The Electoral College was designed for a country that had stronger local loyalties and far greater impediments to communication and travel. It was designed for a country where the central government dealt more directly with the individual states than with the individual persons. Truly, a lot has changed. But it was also designed for a country composed of normal people.
In the Federalist Paper No. 68, Alexander Hamilton writes that “The choice of several (the Electoral College) to form an intermediate body of electors will be much less apt to convulse the community with any extraordinary or violent movements than the choice of one (the president) who was himself to be the final object of the public wishes.”
We all know how wild and bloodthirsty we become during the presidential elections. National campaigns focus on manipulating our emotions and massaging the facts.

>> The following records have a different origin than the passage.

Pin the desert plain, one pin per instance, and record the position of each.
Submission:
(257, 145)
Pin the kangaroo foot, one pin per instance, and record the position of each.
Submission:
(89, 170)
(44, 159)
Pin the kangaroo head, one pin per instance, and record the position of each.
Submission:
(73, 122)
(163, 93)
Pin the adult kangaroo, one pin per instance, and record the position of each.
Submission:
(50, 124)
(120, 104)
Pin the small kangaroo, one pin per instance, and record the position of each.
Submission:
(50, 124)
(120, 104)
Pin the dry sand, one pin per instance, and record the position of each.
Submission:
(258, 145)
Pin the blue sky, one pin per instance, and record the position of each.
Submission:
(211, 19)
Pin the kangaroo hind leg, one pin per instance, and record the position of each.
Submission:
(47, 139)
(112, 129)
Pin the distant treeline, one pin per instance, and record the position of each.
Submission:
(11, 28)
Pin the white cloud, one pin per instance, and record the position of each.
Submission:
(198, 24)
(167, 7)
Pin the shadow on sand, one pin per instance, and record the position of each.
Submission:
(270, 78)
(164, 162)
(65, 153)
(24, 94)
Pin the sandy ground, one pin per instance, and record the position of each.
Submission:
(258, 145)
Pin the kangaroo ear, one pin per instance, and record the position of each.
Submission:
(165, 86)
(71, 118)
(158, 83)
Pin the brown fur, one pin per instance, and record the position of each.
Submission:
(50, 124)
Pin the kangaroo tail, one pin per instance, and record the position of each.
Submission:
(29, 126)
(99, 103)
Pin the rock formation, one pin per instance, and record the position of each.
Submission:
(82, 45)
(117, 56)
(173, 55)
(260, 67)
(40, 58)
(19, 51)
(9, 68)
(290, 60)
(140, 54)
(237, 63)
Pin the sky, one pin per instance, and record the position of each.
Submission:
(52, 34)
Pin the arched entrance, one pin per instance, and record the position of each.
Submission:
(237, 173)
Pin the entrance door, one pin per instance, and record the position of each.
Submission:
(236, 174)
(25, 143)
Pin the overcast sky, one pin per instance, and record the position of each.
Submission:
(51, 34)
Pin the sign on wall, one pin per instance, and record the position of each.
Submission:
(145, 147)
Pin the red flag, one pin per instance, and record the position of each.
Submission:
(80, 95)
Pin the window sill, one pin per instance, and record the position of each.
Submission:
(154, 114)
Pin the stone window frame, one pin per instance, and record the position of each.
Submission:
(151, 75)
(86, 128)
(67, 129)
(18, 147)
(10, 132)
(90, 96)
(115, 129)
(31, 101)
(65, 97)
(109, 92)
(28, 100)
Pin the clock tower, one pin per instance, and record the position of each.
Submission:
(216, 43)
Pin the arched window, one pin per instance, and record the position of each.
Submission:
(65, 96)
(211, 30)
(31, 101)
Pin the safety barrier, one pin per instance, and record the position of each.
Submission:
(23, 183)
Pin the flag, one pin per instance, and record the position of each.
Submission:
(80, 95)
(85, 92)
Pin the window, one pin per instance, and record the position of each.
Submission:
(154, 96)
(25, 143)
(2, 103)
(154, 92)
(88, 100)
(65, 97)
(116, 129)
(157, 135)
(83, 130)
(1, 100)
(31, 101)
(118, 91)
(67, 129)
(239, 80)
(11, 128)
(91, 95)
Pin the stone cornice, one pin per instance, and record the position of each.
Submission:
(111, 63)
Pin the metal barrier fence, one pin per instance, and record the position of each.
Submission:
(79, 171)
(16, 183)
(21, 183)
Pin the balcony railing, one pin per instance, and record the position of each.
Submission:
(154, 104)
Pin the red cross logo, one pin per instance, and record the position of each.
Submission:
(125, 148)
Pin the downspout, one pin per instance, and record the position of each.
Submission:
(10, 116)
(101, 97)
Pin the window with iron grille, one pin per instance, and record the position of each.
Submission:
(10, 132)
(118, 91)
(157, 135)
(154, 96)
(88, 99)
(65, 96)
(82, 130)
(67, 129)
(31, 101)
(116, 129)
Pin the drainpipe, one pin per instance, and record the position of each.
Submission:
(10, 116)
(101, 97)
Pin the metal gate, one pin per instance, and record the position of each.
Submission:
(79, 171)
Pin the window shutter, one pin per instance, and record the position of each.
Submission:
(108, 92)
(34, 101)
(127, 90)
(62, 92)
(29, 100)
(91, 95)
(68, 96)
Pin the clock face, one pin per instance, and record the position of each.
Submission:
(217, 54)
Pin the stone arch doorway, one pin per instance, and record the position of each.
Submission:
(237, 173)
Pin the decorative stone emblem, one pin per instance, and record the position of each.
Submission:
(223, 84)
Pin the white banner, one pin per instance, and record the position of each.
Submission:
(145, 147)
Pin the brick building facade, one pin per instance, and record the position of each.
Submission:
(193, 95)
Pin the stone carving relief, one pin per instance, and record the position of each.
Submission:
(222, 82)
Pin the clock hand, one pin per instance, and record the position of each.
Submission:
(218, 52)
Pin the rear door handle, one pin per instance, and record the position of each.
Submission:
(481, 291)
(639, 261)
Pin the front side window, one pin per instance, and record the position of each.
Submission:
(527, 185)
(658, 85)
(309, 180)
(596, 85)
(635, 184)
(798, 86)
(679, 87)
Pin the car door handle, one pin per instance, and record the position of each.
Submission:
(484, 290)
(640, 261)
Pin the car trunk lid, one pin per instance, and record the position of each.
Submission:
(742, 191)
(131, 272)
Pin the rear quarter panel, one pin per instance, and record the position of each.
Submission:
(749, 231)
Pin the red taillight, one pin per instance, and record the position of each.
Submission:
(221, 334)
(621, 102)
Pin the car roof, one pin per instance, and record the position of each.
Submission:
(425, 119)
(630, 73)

The system is set up to encourage shallow, hyper-emotional decisions in a one-day period that directly affects the next four years, and indirectly affects the rest of human history.
The political process would be strengthened, not weakened by a renewed focus on the Electoral College. Instead of pretend to be involved in a direct national election for two candidates, we should involve ourselves in the state-by-state selection of many hundreds of individuals. This would have the advantages of reducing the influence of political parties since they will have to conduct local campaigns for many individuals instead of national campaigns for a few, increasing our familiarity with the candidates since there will be far more opportunity for local and community contact, and place the decision-making power in the hands of people who will be able to dedicate far more time and deeper concentration on the job of selecting a presidential candidate than the average American.

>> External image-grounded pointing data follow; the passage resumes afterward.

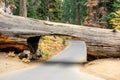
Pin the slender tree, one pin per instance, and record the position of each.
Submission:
(23, 8)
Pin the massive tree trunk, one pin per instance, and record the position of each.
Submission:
(100, 42)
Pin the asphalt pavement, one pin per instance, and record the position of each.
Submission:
(64, 66)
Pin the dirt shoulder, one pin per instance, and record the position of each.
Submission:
(108, 69)
(50, 47)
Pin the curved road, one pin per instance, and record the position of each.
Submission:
(62, 67)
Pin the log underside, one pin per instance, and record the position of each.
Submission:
(100, 42)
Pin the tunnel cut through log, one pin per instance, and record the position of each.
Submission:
(100, 42)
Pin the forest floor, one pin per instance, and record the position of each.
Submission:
(108, 68)
(50, 47)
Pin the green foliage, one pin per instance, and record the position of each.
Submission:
(39, 9)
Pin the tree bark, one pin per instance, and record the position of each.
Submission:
(23, 8)
(100, 42)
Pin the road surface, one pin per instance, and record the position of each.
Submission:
(64, 66)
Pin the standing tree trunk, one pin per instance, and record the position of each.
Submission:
(79, 14)
(23, 8)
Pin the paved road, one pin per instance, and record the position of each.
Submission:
(62, 67)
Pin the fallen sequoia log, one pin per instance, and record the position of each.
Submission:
(100, 42)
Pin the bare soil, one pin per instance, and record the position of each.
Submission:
(50, 47)
(108, 69)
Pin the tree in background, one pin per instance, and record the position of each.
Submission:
(114, 17)
(23, 8)
(74, 11)
(42, 9)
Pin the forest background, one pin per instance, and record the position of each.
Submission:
(94, 13)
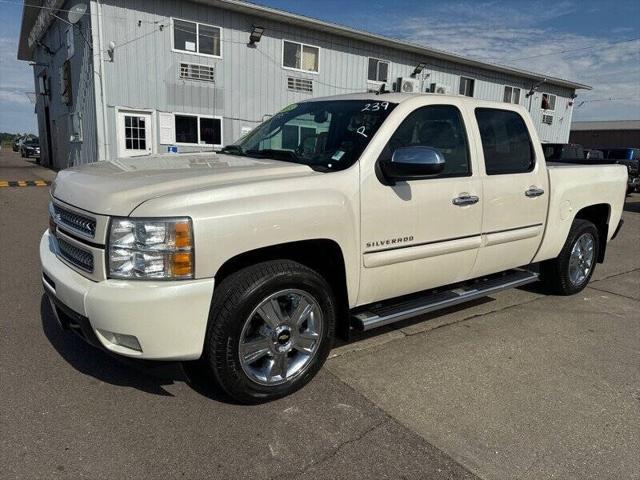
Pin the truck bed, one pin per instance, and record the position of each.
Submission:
(573, 187)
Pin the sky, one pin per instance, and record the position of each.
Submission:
(581, 40)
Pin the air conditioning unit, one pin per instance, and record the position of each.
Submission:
(435, 88)
(408, 85)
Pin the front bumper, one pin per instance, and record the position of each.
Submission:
(168, 318)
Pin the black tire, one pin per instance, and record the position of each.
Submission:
(555, 273)
(234, 300)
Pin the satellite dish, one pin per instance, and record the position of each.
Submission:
(77, 12)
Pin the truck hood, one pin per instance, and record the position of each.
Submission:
(117, 187)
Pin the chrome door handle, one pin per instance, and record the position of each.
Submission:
(465, 199)
(534, 192)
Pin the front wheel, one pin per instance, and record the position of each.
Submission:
(270, 331)
(570, 272)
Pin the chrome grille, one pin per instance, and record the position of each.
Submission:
(79, 223)
(76, 256)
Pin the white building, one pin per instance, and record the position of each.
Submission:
(117, 78)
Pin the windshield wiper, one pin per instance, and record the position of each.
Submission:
(285, 155)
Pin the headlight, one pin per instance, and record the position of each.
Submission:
(151, 249)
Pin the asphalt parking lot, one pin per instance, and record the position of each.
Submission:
(519, 385)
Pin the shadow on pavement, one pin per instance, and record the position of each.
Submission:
(147, 376)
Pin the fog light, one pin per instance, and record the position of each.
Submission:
(122, 340)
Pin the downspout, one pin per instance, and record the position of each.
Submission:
(103, 96)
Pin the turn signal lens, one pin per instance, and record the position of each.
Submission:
(151, 249)
(183, 235)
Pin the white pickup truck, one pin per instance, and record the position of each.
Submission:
(339, 213)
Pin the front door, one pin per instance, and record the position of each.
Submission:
(415, 234)
(516, 191)
(134, 134)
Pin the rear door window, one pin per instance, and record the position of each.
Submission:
(506, 143)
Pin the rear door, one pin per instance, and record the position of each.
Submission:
(515, 191)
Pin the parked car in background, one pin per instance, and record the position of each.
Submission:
(17, 143)
(594, 154)
(30, 148)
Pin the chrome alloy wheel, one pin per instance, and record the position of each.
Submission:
(581, 259)
(281, 337)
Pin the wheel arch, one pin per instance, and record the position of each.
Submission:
(598, 214)
(323, 255)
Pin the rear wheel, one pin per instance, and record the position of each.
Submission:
(570, 272)
(270, 331)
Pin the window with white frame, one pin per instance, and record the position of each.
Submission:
(548, 102)
(300, 56)
(378, 70)
(198, 38)
(512, 94)
(198, 130)
(466, 86)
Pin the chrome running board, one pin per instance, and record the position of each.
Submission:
(384, 313)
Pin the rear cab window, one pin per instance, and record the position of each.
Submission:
(506, 143)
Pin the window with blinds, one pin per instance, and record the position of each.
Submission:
(192, 71)
(300, 84)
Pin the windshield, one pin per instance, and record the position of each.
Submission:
(326, 135)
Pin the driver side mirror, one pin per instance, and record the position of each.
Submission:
(412, 163)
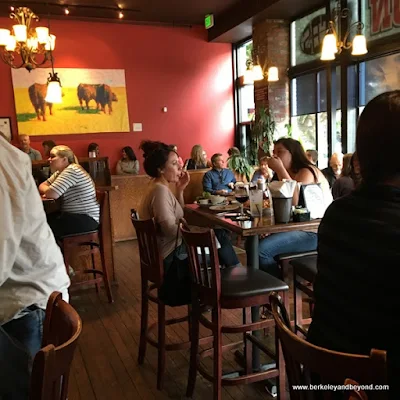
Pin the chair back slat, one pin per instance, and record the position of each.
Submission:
(204, 263)
(52, 364)
(151, 263)
(304, 359)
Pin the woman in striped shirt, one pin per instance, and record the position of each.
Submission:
(80, 211)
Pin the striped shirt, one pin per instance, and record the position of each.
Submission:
(78, 191)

One last advantage is the most important: by recognizing that the president is chosen by others we will become more appropriately suspicious of the office and thus less inclined to throw demands at it for every sort of political and economic relief — demands which can only be fulfilled, if at all, by an inappropriate and unbounded increase in presidential power.
The Electoral College is only an anachronism if the government has fundamentally changed. If we believe that that the national government should operate broadly on individuals, then the college is inappropriate — because power is not matched with representation. If, however, the national government should operate primarily upon the states, then the college is appropriate. It all traces back to the debates at the birth of the Constitution — what is the proper form of government? That question has not yet been decided, and we should not dismiss the Electoral College without understanding its significance.